Google trends, bad comparisons, &c

James B. posted a comment[1] about the new google trends tools[2],
claiming that people would try to use it for all kinds of bad
comparisons
(his examples were between Ruby and other programming languages).

I can’t imagine that anyone would stoop to something like that.

On the other hand, I’m worried about Ruby’s long term viability, as
google shows that its popularity is being threatened by the popularity
of eating spiders[3].

[1] www.jamesbritt.com/Development@Google_Trends.txt
[2] www.google.com/trends/
[3] rubyurl.com/jJs

pat eyler wrote:

James B. posted a comment[1] about the new google trends tools[2],
claiming that people would try to use it for all kinds of bad comparisons
(his examples were between Ruby and other programming languages).

Just to be clear: I didn’t claim that; I went and did that.
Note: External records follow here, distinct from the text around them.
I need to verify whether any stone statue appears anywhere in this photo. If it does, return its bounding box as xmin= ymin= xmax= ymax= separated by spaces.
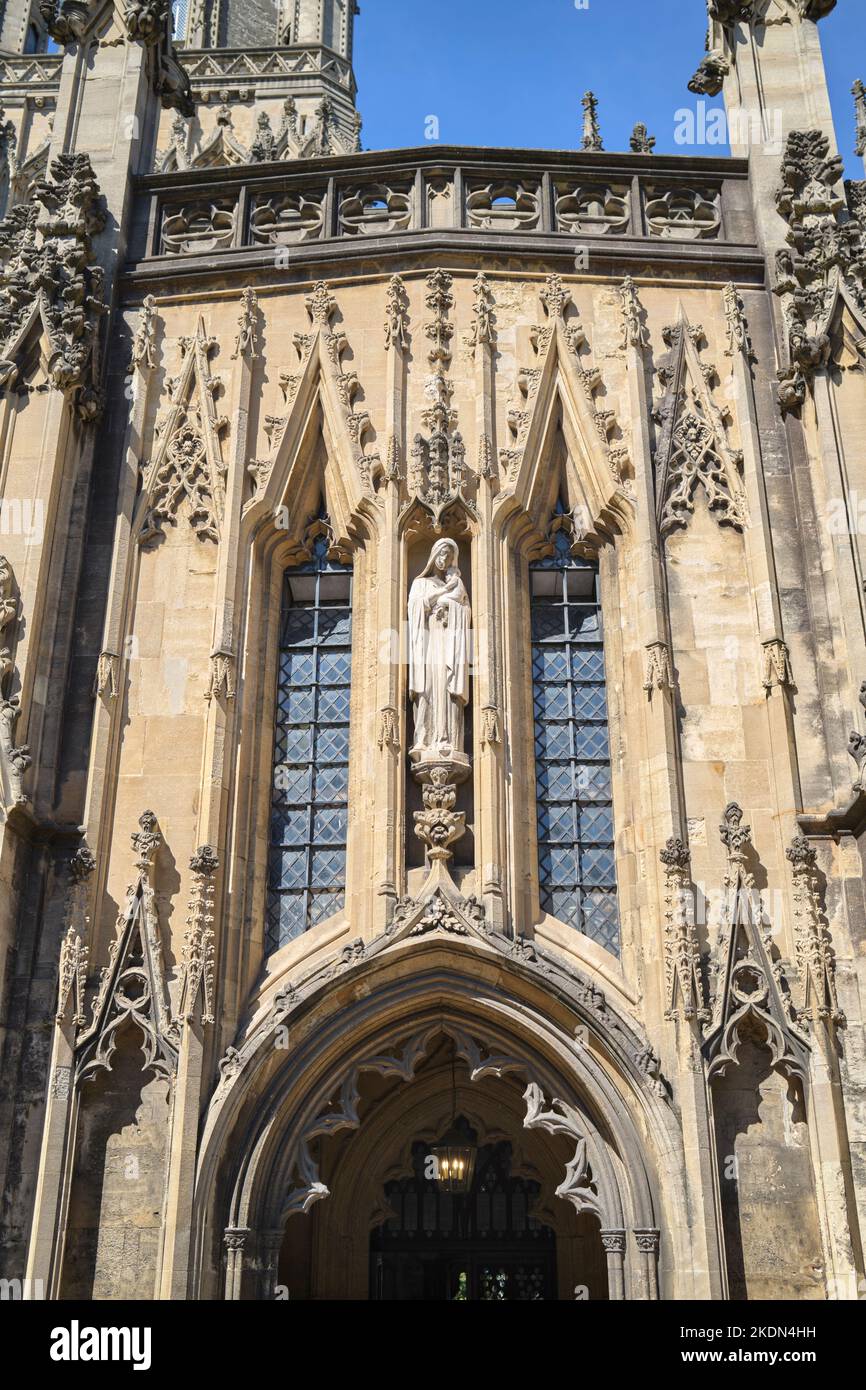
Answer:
xmin=409 ymin=539 xmax=471 ymax=765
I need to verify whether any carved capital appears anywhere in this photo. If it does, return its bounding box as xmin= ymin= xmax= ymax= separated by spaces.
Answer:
xmin=644 ymin=642 xmax=674 ymax=694
xmin=762 ymin=637 xmax=794 ymax=691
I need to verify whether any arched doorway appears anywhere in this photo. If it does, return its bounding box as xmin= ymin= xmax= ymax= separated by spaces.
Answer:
xmin=370 ymin=1116 xmax=557 ymax=1302
xmin=277 ymin=1033 xmax=607 ymax=1302
xmin=196 ymin=940 xmax=683 ymax=1301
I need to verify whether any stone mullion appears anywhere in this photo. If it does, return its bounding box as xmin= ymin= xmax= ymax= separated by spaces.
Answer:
xmin=372 ymin=282 xmax=409 ymax=934
xmin=158 ymin=292 xmax=259 ymax=1298
xmin=25 ymin=1020 xmax=78 ymax=1298
xmin=805 ymin=370 xmax=866 ymax=806
xmin=83 ymin=325 xmax=153 ymax=877
xmin=727 ymin=303 xmax=802 ymax=958
xmin=473 ymin=323 xmax=513 ymax=930
xmin=626 ymin=290 xmax=723 ymax=1298
xmin=806 ymin=1039 xmax=863 ymax=1300
xmin=7 ymin=389 xmax=75 ymax=799
xmin=25 ymin=845 xmax=96 ymax=1298
xmin=626 ymin=293 xmax=685 ymax=1020
xmin=601 ymin=1230 xmax=626 ymax=1302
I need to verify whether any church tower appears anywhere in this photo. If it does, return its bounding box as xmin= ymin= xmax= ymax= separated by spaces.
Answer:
xmin=0 ymin=0 xmax=866 ymax=1301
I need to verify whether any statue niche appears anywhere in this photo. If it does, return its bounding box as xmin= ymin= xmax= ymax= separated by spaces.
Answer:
xmin=409 ymin=538 xmax=471 ymax=863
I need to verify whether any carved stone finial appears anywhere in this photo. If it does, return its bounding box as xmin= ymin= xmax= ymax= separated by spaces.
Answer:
xmin=628 ymin=121 xmax=656 ymax=154
xmin=785 ymin=835 xmax=844 ymax=1024
xmin=581 ymin=92 xmax=605 ymax=152
xmin=851 ymin=78 xmax=866 ymax=157
xmin=178 ymin=845 xmax=220 ymax=1023
xmin=232 ymin=286 xmax=259 ymax=361
xmin=723 ymin=284 xmax=752 ymax=359
xmin=719 ymin=801 xmax=752 ymax=860
xmin=249 ymin=111 xmax=279 ymax=164
xmin=468 ymin=274 xmax=496 ymax=348
xmin=304 ymin=279 xmax=336 ymax=328
xmin=659 ymin=835 xmax=709 ymax=1023
xmin=620 ymin=275 xmax=649 ymax=348
xmin=70 ymin=845 xmax=96 ymax=884
xmin=132 ymin=295 xmax=156 ymax=371
xmin=539 ymin=275 xmax=571 ymax=320
xmin=189 ymin=845 xmax=220 ymax=874
xmin=132 ymin=810 xmax=163 ymax=873
xmin=385 ymin=275 xmax=409 ymax=352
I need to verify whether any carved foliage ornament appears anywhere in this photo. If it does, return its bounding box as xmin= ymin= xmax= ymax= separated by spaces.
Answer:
xmin=705 ymin=802 xmax=806 ymax=1077
xmin=0 ymin=154 xmax=107 ymax=421
xmin=659 ymin=837 xmax=710 ymax=1023
xmin=139 ymin=318 xmax=228 ymax=543
xmin=785 ymin=835 xmax=845 ymax=1024
xmin=39 ymin=0 xmax=195 ymax=115
xmin=76 ymin=812 xmax=181 ymax=1081
xmin=655 ymin=318 xmax=746 ymax=535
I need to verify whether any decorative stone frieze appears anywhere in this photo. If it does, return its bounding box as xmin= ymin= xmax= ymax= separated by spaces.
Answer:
xmin=645 ymin=186 xmax=721 ymax=242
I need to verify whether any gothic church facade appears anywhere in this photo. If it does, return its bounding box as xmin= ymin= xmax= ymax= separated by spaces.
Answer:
xmin=0 ymin=0 xmax=866 ymax=1300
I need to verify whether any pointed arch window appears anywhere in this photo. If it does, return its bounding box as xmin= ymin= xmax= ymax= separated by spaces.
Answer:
xmin=530 ymin=522 xmax=620 ymax=956
xmin=267 ymin=535 xmax=352 ymax=951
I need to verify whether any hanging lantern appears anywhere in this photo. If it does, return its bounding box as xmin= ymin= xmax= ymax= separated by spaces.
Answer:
xmin=431 ymin=1120 xmax=478 ymax=1193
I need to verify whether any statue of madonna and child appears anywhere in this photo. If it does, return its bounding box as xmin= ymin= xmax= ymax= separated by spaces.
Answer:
xmin=409 ymin=539 xmax=471 ymax=781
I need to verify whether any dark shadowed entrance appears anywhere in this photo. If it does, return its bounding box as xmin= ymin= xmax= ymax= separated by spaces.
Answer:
xmin=370 ymin=1141 xmax=556 ymax=1302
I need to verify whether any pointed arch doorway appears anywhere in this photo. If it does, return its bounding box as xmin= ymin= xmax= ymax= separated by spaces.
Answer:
xmin=370 ymin=1116 xmax=557 ymax=1302
xmin=277 ymin=1036 xmax=609 ymax=1302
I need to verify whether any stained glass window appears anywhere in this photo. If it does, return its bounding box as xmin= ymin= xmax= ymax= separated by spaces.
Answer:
xmin=530 ymin=530 xmax=620 ymax=955
xmin=267 ymin=538 xmax=352 ymax=951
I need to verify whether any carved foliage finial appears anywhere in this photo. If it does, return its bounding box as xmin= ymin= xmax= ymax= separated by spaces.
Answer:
xmin=785 ymin=835 xmax=844 ymax=1024
xmin=581 ymin=92 xmax=605 ymax=152
xmin=178 ymin=845 xmax=220 ymax=1023
xmin=774 ymin=131 xmax=866 ymax=413
xmin=0 ymin=154 xmax=108 ymax=423
xmin=851 ymin=78 xmax=866 ymax=157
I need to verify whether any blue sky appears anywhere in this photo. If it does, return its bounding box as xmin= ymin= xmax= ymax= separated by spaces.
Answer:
xmin=354 ymin=0 xmax=866 ymax=178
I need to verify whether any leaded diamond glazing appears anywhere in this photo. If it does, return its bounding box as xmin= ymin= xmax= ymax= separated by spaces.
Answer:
xmin=532 ymin=543 xmax=620 ymax=955
xmin=267 ymin=542 xmax=352 ymax=951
I can’t imagine that anyone would stoop to something like that.

Heavens, no.

On the other hand, I’m worried about Ruby’s long term viability, as
google shows that its popularity is being threatened by the popularity
of eating spiders[3].

No way! Those bastards.

I like spiders; they eat the bad bugs and (I think) scorpion eggs.

But scorpions eat spiders.

Quite the battle.

http://rubyurl.com/jEI


James B.

“Judge a man by his questions, rather than his answers.”

  • Voltaire

On the other hand, I’m worried about Ruby’s long term viability, as
google shows that its popularity is being threatened by the popularity
of eating spiders[3].

I tried that with “ruby on rails” and “bondage sex.”

for some reason “bondage sex” is more popular than “ruby on rails.”
“ruby on rails” overtakes “bondage sex” in popularity about halfway
through 2005 and owns it for the rest of the year, but “bondage sex”
shows a huge spike in popularity at the beginning of 2006 and from
there on in remains much, much more popular than “ruby on rails.”

it’s kind of like racing frogs. it has no consequence and you have no
control over it, yet there’s something entertaining and compelling
about it all the same.

“Giles B.” [email protected] writes:

for some reason “bondage sex” is more popular than “ruby on rails.”

Now guess why Java became that popular.